Step 2: Use [VERIFIED_IDS] from Step 1 to…

When Step 2 structurally depends on Step 1’s output, skipping Step 1 produces a visible broken result rather than a silent omission. That’s the closest thing to structural enforcement available here.

On hedging: putting the “state ‘I don’t know’” directive in the skill preamble rather than CLAUDE.md helps — skill preamble is active context during that task rather than competing with everything else.

On Global Instructions syncing: I’d verify that independently rather than take Claude’s word for it. System behavior claims are precisely where it’s most likely to confabulate a plausible-sounding answer.

nfdksdfkh · April 24, 2026, 5:44pm

That honestly sounds like context rot to me. The longer a session runs, the harder it is for the LLM to stay on track. As it runs out of context it has more and more stuff to track, while running out of room to work in. This is why restarting sessions frequently is a good idea, and piling stuff in your claude.md typically isn’t.

golfbravo · April 24, 2026, 6:21pm

I hadn’t considered too large a context as an issue, primarily because tasks such as daily-review are always run clean, in a new context and still break (or produce inaccurate results) on almost every run.

It is a valid concern for the longer tasks when Claude is guessing. I shall have to look back and see if it is mid a longer stream that things go awry.

I’ll check out your suggestions and see if I can get over this hump.

Cheers

slambert · April 24, 2026, 7:22pm

Also do dummy check that you’re not using Haiku?

Joost · April 25, 2026, 2:58am

claude takes instructions seriously but more of a suggestion towards middle/end of its context window. Ignore clearly stated goals/rules/instructions and circular reasoning is a clear sign of context window issues i.e., your problem is too complex for its little brain.

I can’t figure out what it is you are working on with Claude but I am going to assume it is a bit code related?
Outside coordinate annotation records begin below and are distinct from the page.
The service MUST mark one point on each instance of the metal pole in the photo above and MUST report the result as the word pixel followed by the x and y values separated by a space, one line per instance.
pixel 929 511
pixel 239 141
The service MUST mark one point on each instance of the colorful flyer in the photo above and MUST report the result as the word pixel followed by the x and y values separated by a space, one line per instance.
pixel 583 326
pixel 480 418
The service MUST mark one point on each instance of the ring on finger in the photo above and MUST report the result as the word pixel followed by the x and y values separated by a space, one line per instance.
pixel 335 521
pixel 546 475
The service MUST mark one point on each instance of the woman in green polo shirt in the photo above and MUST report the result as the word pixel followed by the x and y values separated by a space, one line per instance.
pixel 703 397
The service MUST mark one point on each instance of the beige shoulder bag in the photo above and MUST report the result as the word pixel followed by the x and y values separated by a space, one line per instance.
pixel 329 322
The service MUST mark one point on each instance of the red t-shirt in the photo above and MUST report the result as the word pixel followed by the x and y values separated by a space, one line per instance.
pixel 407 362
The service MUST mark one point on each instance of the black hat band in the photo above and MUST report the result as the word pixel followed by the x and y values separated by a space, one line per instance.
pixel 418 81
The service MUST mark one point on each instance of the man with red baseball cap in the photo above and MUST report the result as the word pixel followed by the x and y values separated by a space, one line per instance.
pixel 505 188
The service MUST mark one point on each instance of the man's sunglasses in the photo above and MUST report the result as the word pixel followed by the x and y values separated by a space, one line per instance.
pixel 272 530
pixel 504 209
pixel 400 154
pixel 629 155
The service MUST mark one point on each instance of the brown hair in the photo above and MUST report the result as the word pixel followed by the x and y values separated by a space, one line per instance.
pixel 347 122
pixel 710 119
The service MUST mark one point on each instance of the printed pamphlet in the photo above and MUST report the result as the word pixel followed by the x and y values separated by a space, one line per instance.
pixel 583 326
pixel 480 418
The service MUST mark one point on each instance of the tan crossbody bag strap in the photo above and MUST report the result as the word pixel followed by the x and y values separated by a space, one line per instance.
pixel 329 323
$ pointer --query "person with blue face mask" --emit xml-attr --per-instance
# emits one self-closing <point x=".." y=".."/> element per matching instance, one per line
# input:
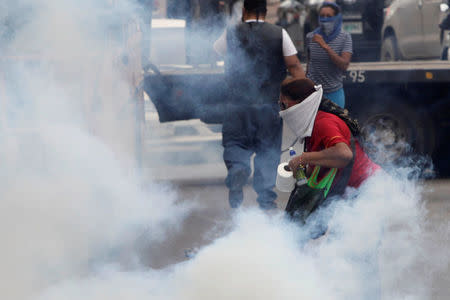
<point x="329" y="51"/>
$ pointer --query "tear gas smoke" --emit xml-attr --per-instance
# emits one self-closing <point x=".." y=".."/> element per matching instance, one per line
<point x="72" y="207"/>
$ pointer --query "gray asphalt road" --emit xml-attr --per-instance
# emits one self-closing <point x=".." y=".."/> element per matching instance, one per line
<point x="210" y="220"/>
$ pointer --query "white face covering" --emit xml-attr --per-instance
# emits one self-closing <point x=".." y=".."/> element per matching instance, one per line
<point x="300" y="117"/>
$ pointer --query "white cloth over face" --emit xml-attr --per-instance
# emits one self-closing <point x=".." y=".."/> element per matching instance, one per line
<point x="300" y="117"/>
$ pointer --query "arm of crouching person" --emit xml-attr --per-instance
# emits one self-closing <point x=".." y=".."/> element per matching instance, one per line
<point x="341" y="61"/>
<point x="337" y="156"/>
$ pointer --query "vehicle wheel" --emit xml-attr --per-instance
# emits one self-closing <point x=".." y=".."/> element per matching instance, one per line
<point x="389" y="50"/>
<point x="392" y="131"/>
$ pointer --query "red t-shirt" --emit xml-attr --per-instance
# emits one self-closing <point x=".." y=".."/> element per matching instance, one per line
<point x="330" y="130"/>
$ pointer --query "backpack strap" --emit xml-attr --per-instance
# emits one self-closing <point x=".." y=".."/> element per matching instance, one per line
<point x="342" y="182"/>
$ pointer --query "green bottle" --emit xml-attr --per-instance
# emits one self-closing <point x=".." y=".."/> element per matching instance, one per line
<point x="300" y="173"/>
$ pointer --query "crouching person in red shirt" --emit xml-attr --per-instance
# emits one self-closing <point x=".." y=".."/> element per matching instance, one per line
<point x="332" y="152"/>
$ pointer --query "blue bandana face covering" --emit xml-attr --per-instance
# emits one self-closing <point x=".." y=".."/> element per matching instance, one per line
<point x="329" y="27"/>
<point x="327" y="24"/>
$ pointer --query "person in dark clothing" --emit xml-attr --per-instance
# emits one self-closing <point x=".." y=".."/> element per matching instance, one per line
<point x="257" y="55"/>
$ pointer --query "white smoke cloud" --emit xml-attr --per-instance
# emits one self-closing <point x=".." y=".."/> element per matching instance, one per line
<point x="375" y="246"/>
<point x="72" y="206"/>
<point x="71" y="197"/>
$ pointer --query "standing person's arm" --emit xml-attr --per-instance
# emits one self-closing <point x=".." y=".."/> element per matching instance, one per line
<point x="341" y="61"/>
<point x="290" y="57"/>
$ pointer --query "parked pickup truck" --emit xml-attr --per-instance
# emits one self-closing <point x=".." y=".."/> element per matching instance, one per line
<point x="403" y="107"/>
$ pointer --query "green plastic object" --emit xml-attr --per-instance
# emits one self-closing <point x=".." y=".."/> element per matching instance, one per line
<point x="326" y="181"/>
<point x="309" y="193"/>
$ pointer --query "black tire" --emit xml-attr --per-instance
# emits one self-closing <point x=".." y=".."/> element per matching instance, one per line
<point x="389" y="50"/>
<point x="392" y="131"/>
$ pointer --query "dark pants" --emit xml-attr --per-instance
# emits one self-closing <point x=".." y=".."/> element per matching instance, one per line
<point x="251" y="130"/>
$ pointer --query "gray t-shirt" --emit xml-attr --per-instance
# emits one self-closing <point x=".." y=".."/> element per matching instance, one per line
<point x="321" y="69"/>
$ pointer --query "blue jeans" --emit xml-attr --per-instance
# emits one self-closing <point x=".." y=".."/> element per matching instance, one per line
<point x="337" y="97"/>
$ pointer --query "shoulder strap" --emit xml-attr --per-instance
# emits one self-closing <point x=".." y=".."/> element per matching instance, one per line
<point x="341" y="184"/>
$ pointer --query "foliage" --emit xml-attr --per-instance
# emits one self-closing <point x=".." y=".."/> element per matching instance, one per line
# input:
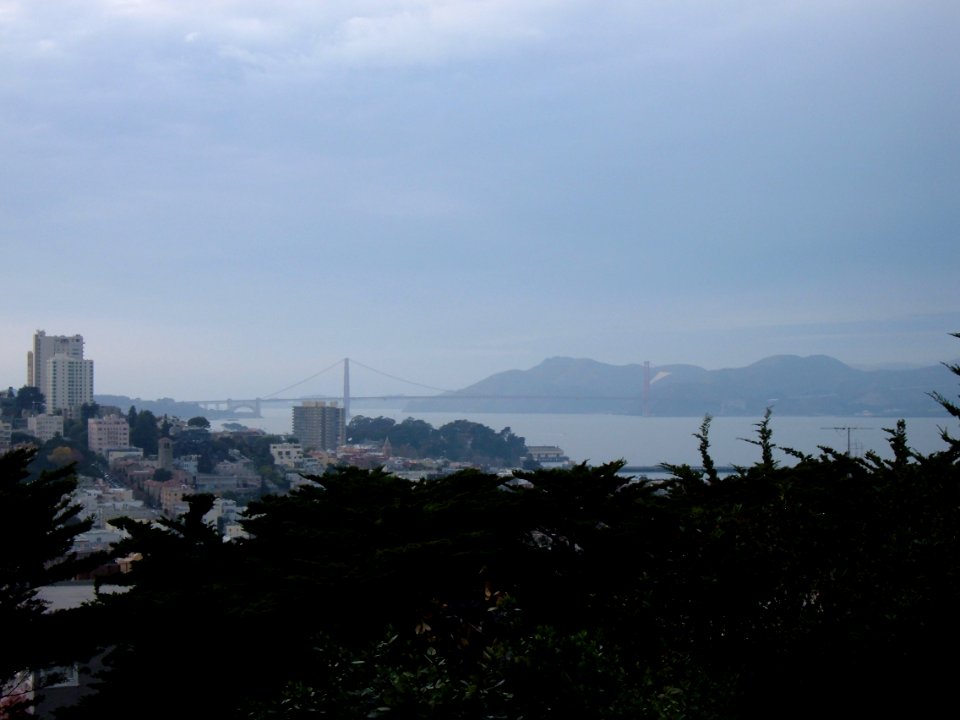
<point x="457" y="441"/>
<point x="144" y="430"/>
<point x="38" y="522"/>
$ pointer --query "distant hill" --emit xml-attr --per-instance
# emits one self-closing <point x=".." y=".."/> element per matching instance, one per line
<point x="790" y="384"/>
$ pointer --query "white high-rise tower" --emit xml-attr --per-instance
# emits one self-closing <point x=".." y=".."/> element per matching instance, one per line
<point x="56" y="366"/>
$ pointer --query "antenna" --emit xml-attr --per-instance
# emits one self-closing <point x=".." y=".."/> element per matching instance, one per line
<point x="345" y="416"/>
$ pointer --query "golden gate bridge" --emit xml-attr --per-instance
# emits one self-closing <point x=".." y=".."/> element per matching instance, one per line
<point x="252" y="407"/>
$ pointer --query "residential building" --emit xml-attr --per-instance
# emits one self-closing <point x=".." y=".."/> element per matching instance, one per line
<point x="57" y="368"/>
<point x="68" y="382"/>
<point x="318" y="425"/>
<point x="45" y="347"/>
<point x="107" y="433"/>
<point x="45" y="427"/>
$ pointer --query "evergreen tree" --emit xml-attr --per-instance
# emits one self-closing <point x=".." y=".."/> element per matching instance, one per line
<point x="38" y="522"/>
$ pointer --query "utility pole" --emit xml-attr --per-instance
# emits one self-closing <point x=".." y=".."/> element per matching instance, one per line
<point x="849" y="429"/>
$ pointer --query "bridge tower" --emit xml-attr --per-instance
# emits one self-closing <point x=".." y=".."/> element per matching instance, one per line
<point x="345" y="416"/>
<point x="646" y="388"/>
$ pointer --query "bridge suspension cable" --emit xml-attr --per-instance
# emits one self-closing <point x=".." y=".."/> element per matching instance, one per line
<point x="400" y="379"/>
<point x="365" y="367"/>
<point x="305" y="380"/>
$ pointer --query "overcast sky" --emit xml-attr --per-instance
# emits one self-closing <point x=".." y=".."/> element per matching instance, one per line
<point x="225" y="197"/>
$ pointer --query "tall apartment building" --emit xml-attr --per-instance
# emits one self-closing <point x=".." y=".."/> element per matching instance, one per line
<point x="45" y="427"/>
<point x="318" y="425"/>
<point x="56" y="366"/>
<point x="107" y="433"/>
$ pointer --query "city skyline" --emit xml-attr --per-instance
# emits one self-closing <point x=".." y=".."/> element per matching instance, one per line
<point x="224" y="200"/>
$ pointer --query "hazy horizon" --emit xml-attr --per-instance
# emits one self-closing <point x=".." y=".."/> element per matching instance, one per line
<point x="225" y="199"/>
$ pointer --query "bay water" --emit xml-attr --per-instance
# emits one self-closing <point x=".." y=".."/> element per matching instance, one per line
<point x="650" y="441"/>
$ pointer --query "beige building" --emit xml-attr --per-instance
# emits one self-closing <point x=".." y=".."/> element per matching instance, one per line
<point x="107" y="433"/>
<point x="45" y="348"/>
<point x="317" y="425"/>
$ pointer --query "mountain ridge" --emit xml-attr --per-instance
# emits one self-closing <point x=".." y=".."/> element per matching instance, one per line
<point x="789" y="384"/>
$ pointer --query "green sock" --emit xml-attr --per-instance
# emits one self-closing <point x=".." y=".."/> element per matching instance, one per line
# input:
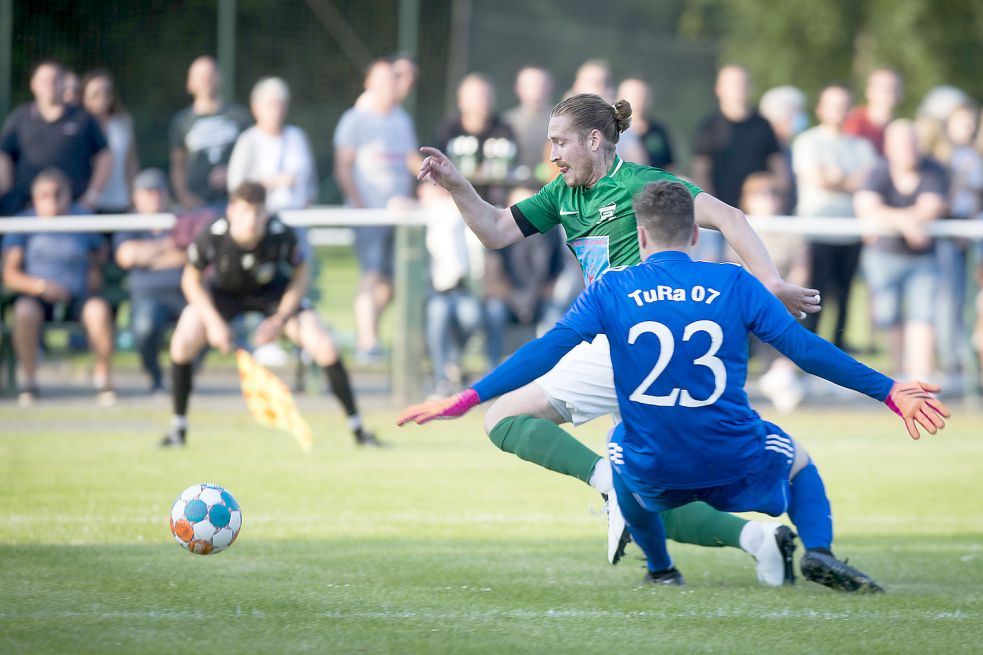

Forgive me if it is not but I still think you can use elements of what I recommend doing below:

Chop up your problem in smaller elements, document all of those in a requirements.md. As if claude as questions about these requirements - resolve all the questions. Review that requirements.md Then ask claude to write a plan for the first section in that requirements.md and to write a test against what it produces (you may have to execute the test, depends on what it is). Don’t pass a section until it passes the tests.

With each section and tests thereof, ask claude to test elements from previous sections. Also with each section, clear the context at the start.

I work in Claud Code (a lot) and wrote a ticket manager specifically to overcome (mostly) this context pressure issue.

Jeagar52 · April 26, 2026, 8:11pm

Sorry, I didn’t ready the whole thing. If you’ve already addressed these, my apologies:

Do you start each session with a direction for claude to read the claude.md file and the skills index so it knows what activities there are established skills for?
Do you tell it to establish a skill file the first time you do a new process, and when you make adjustments do you periodically tell it to update the skill file and index to include what it learned that session?
Are you following David Sparks’ Robot Assistant Field Guide? He walks you through each step to set it all up.